E.M. Remarque
1
C lerfayt hielt den Wagen an
einer Tankstation, vor der der Schnee weggeschaufelt war, und hupte. Krähen
lärmten um die Telefonmasten, und in der kleinen Werkstatt hinter der
Tankstelle hämmerte jemand auf Blech. Das Hämmern hörte auf, und ein Junge von
sechzehn Jahren kam heraus, der einen roten Sweater und eine Stahlbrille trug.
»Füll den Tank
auf«, sagte Clerfayt und stieg aus.
»Mit Super?«
»Ja. Kann man
irgendwo noch etwas zu essen kriegen?«
Der Junge deutete
mit dem Daumen über die Straße.
»Drüben. Die Spezialität
war heute Mittag Berner Platte. Soll ich die Ketten abnehmen?«
»Warum?«
»Die Straße ist
weiter oben noch vereister als hier.«
»Den ganzen Paß
rauf?«
»Über den Paß
können Sie nicht fahren. Der ist seit gestern wieder geschlossen. Mit einem so
niedrigen Sportwagen kommen Sie da schon gar nicht rüber.«
»Nein?« sagte
Clerfayt. »Du machst mich neugierig.«
»Sie mich auch«,
erwiderte der Junge.
Die
Wirtsstube war ungelüftet und roch nach altem Bier und langem Winter. Clerfayt bestellte
Bündner Fleisch, Brot, Käse und eine Karaffe Aigle. Er ließ sich das Essen von
dem Mädchen auf die Terrasse bringen. Es war nicht sehr kalt draußen. Der
Himmel war mächtig und enzianblau.
»Soll ich die
Kutsche mit dem Schlauch abspritzen?« fragte der Junge von der Tankstelle her.
»Sie kann es verdammt gebrauchen.«
»Nein. Mach nur die
Windschutzscheibe sauber.«
Der Wagen war lange
nicht gewaschen worden und zeigte es. Ein Sturzregen hinter Aix hatte den roten
Staub der Küste von St. Raphaël auf Kühlerhaube und Kotflügeln in ein
Batikmuster verwandelt; dazu waren die Kalkspritzer aus den Pfützen der Straßen
Mittelfrankreichs gekommen und der Dreck, den die Hinterräder zahlloser
Lastwagen auf die Karosserie geschleudert hatten, wenn sie überholt wurden.

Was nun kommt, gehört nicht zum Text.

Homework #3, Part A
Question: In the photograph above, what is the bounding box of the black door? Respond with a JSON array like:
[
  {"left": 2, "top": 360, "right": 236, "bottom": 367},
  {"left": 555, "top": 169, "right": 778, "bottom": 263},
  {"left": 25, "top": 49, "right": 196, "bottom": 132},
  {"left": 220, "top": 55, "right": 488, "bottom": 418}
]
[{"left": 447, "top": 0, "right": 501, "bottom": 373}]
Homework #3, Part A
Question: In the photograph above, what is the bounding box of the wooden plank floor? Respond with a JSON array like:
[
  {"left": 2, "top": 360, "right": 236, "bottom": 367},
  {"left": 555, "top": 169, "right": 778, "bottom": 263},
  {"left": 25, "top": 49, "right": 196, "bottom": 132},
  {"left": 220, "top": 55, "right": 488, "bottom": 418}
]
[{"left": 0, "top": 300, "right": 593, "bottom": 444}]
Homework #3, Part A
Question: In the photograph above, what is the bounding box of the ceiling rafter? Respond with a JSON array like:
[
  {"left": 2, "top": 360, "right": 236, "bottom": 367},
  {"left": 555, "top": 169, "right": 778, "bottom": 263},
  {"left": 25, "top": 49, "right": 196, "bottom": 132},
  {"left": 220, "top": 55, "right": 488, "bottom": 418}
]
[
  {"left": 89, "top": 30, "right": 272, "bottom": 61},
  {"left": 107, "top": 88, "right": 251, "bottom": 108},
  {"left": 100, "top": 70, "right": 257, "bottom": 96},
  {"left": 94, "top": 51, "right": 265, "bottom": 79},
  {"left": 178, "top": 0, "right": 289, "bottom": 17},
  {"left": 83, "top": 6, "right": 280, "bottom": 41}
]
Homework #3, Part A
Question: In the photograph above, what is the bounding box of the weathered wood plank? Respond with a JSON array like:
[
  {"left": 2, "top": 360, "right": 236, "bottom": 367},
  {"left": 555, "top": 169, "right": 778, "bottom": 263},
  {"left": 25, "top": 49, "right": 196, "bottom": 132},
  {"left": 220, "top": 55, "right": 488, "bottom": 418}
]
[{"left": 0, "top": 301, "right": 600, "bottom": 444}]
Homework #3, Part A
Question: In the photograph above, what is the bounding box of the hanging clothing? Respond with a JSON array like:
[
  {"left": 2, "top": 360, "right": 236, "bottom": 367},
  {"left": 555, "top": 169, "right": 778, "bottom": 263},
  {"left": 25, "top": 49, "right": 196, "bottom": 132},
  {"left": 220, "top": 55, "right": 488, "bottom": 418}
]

Weshalb bin ich nur hierher gefahren? dachte Clerfayt. Zum Skilaufen ist es
ohnehin fast zu spät. Und Mitleid? Mitleid ist ein schlechter
Reisebegleiter – und ein noch schlechteres Reiseziel. Warum fahre ich
nicht nach München? Oder nach Mailand? Aber was soll ich in München tun? Oder
in Mailand? Oder irgendwo anders? Ich bin müde, dachte er. Müde des Bleibens
und müde des Abschieds. Oder bin ich nur müde des Entscheidens? Aber was habe
ich schon zu entscheiden? Er trank den Wein aus und ging in die Wirtsstube
zurück.
Das
Mädchen
wusch Gläser hinter der Theke. Der ausgestopfte Kopf einer Gemse starrte aus
gläsernen Augen über sie und Clerfayt hinweg auf die Reklame einer Züricher
Brauerei an der Wand gegenüber. Clerfayt holte eine flache, mit Leder bezogene
Flasche aus der Tasche. »Können Sie mir die mit Kognak füllen?«
»Courvoisier,
Rémy-Martin, Martell?«
»Martell.«
Das Mädchen begann,
den Kognak glasweise einzumessen. Eine Katze kam herein und strich um Clerfayts
Beine. Er ließ sich noch zwei Pakete Zigaretten und Streichhölzer geben und
bezahlte seine Rechnung.
»Sind das
Kilometer?« fragte draußen der Junge im roten Sweater und zeigte auf den
Geschwindigkeitsmesser.
»Nein, Meilen.«
Der Junge stieß
einen Pfiff aus. »Was machen Sie denn hier in den Alpen? Warum sind Sie mit
einer solchen Karre nicht auf der Autostrada?«
Clerfayt sah ihn
an. Blinkende Brillengläser, eine aufgeworfene Nase, Pickel, abstehende
Ohren – ein Wesen, das die Melancholie der Kindheit gerade gegen alle
Fehler halben Erwachsenseins eingetauscht hatte. »Man tut nicht immer, was
richtig ist, mein Sohn«, sagte er. »Selbst, wenn man es weiß. Darin kann
manchmal der Charme des Lebens liegen. Kapiert?«
»Nein«, erwiderte
der Junge und schnupfte. »Aber die SOS-Telefone finden Sie auf dem ganzen Paß.